LIBERTATIS SACRA FAMES

Albeit nurtured in democracy,
And liking best that state republican
Where every man is Kinglike and no man
Is crowned above his fellows, yet I see,
Spite of this modern fret for Liberty,
Better the rule of One, whom all obey,
Than to let clamorous demagogues betray
Our freedom with the kiss of anarchy.
Wherefore I love them not whose hands profane
Plant the red flag upon the piled-up street
For no right cause, beneath whose ignorant reign
Arts, Culture, Reverence, Honour, all things fade,
Save Treason and the dagger of her trade,
And Murder with his silent bloody feet. (699)

—————

REQUIESCAT

Tread lightly, she is near
Under the snow,
Speak gently, she can hear
The daisies grow.

All her bright golden hair
Tarnished with rust,
She that was young and fair
Fallen to dust.

Lily-like, white as snow,
She hardly knew
She was a woman, so
Sweetly she grew.

Coffin-board, heavy stone,
Lie on her breast,
I vex my heart alone,
She is at rest.

Peace, peace, she cannot hear
Lyre or sonnet,
All my life’s buried here,
Heap earth upon it. (709)

—————

THE HARLOT’S HOUSE

We caught the tread of dancing feet,
We loitered down the moonlit street,
And stopped beneath the harlot’s house.

Inside, above the din and fray,
We heard the loud musicians play
The “Treues Liebes Herz” of Strauss.

Like strange mechanical grotesques,
Making fantastic arabesques,
The shadows raced across the blind.

We watched the ghostly dancers spin
To sound of horn and violin,
Like black leaves wheeling in the wind.

Like wire-pulled automatons,
Slim silhouetted skeletons
Went sidling through the slow quadrille.

They took each other by the hand,
And danced a stately saraband;
Their laughter echoed thin and shrill.

Sometimes a clockwork puppet pressed
A phantom lover to her breast,
Sometimes they seemed to try to sing.

Sometimes a horrible marionette
Came out, and smoked its cigarette
Upon the steps like a live thing.

Then, turning to my love, I said,
“The dead are dancing with the dead,
The dust is whirling with the dust.”

But she–she heard the violin,
And left my side, and entered in:
Love passed into the house of lust.

Then suddenly the tune went false,
The dancers wearied of the waltz,
The shadows ceased to wheel and whirl.

And down the long and silent street,
The dawn, with silver-sandalled feet,
Crept like a frightened girl. (779)

—————

THE ARTIST

One evening there came into his soul the desire to fashion an image of The Pleasure that abideth for a Moment. And he went forth into the world to look for bronze. For he could only think in bronze.

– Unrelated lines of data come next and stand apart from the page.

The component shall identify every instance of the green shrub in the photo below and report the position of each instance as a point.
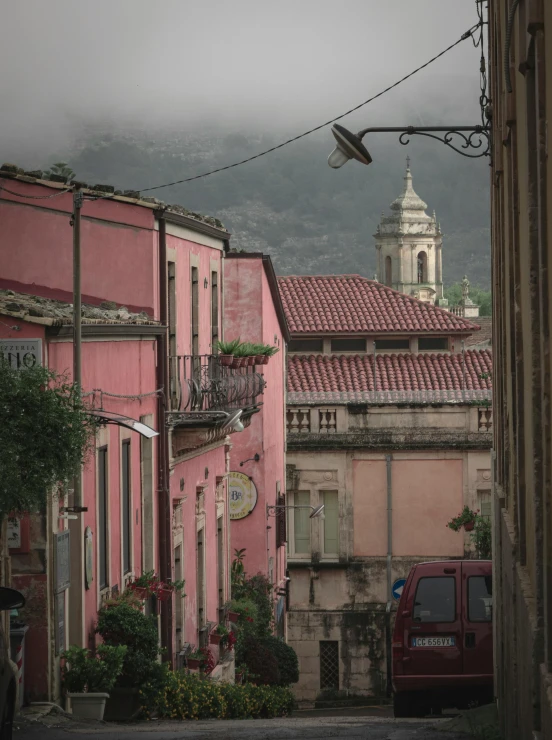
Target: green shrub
(186, 696)
(121, 623)
(84, 672)
(288, 663)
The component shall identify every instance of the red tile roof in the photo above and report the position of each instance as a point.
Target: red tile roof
(351, 377)
(350, 303)
(485, 333)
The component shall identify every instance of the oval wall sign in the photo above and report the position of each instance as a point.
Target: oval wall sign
(242, 494)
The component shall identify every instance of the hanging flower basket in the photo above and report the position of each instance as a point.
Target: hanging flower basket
(141, 592)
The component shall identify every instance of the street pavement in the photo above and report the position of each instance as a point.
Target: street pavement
(354, 726)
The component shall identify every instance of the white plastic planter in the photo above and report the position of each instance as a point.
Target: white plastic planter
(88, 706)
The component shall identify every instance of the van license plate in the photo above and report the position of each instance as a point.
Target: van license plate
(433, 642)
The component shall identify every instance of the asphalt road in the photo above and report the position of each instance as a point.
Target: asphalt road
(294, 728)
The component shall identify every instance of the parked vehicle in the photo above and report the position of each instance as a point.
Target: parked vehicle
(9, 599)
(443, 639)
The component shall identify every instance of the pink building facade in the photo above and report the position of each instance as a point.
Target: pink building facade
(152, 292)
(253, 309)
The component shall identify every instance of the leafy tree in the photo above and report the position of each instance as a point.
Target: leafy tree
(62, 169)
(45, 436)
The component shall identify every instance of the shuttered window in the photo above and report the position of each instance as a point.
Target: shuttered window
(330, 499)
(301, 523)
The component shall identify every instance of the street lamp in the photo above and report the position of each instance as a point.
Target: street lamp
(350, 146)
(316, 511)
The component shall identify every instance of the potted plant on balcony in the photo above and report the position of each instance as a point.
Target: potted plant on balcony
(226, 351)
(465, 519)
(194, 660)
(88, 678)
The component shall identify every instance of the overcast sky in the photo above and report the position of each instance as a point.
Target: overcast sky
(69, 64)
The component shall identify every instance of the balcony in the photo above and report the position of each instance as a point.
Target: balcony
(200, 385)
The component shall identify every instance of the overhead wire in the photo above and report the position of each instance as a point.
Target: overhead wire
(468, 34)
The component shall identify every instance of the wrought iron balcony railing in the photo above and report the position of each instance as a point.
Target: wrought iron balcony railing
(201, 383)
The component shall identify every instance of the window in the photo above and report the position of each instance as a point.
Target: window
(480, 599)
(301, 523)
(388, 272)
(485, 504)
(435, 600)
(330, 499)
(306, 345)
(422, 267)
(382, 344)
(433, 343)
(349, 345)
(127, 505)
(195, 311)
(102, 517)
(214, 312)
(329, 665)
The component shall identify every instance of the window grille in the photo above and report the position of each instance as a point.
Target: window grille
(329, 665)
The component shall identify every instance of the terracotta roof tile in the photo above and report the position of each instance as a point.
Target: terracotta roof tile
(348, 376)
(351, 303)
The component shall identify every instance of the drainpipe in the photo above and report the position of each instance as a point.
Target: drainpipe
(388, 459)
(164, 501)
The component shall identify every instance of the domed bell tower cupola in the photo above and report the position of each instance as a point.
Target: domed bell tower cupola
(408, 246)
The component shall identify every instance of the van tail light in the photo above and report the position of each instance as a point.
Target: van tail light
(398, 650)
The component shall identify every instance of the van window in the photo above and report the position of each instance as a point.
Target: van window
(435, 600)
(480, 599)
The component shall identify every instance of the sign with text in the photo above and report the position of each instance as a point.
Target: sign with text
(242, 494)
(21, 353)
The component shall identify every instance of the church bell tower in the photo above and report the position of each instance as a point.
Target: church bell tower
(408, 246)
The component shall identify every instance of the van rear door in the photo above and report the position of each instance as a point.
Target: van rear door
(432, 621)
(477, 591)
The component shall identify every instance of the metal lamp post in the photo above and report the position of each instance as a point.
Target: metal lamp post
(470, 141)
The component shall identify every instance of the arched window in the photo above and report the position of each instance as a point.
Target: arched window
(388, 272)
(422, 267)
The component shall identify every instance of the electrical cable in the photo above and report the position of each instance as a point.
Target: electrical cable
(468, 34)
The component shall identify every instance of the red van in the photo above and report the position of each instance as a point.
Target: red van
(443, 638)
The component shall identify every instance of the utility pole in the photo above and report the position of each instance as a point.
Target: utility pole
(78, 200)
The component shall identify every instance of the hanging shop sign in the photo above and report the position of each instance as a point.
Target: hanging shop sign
(21, 353)
(242, 493)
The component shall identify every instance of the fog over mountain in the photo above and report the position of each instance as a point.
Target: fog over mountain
(141, 96)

But all the bronze of the whole world had disappeared, nor anywhere in the whole world was there any bronze to be found, save only the bronze of the image of The Sorrow that endureth for Ever.

Now this image he had himself, and with his own hands, fashioned, and had set it on the tomb of the one thing he had loved in life. On the tomb of the dead thing he had most loved had he set this image of his own fashioning, that it might serve as a sign of the love of man that dieth not, and a symbol of the sorrow of man that endureth for ever. And in the whole world there was no other bronze save the bronze of this image.

And he took the image he had fashioned, and set it in a great furnace, and gave it to the fire.

And out of the bronze of the image of The Sorrow that endureth for Ever he fashioned an image of The Pleasure that abideth for a Moment. (843)

—————

THE DOER OF GOOD

It was night-time and He was alone.

And He saw afar-off the walls of a round city and went towards the city.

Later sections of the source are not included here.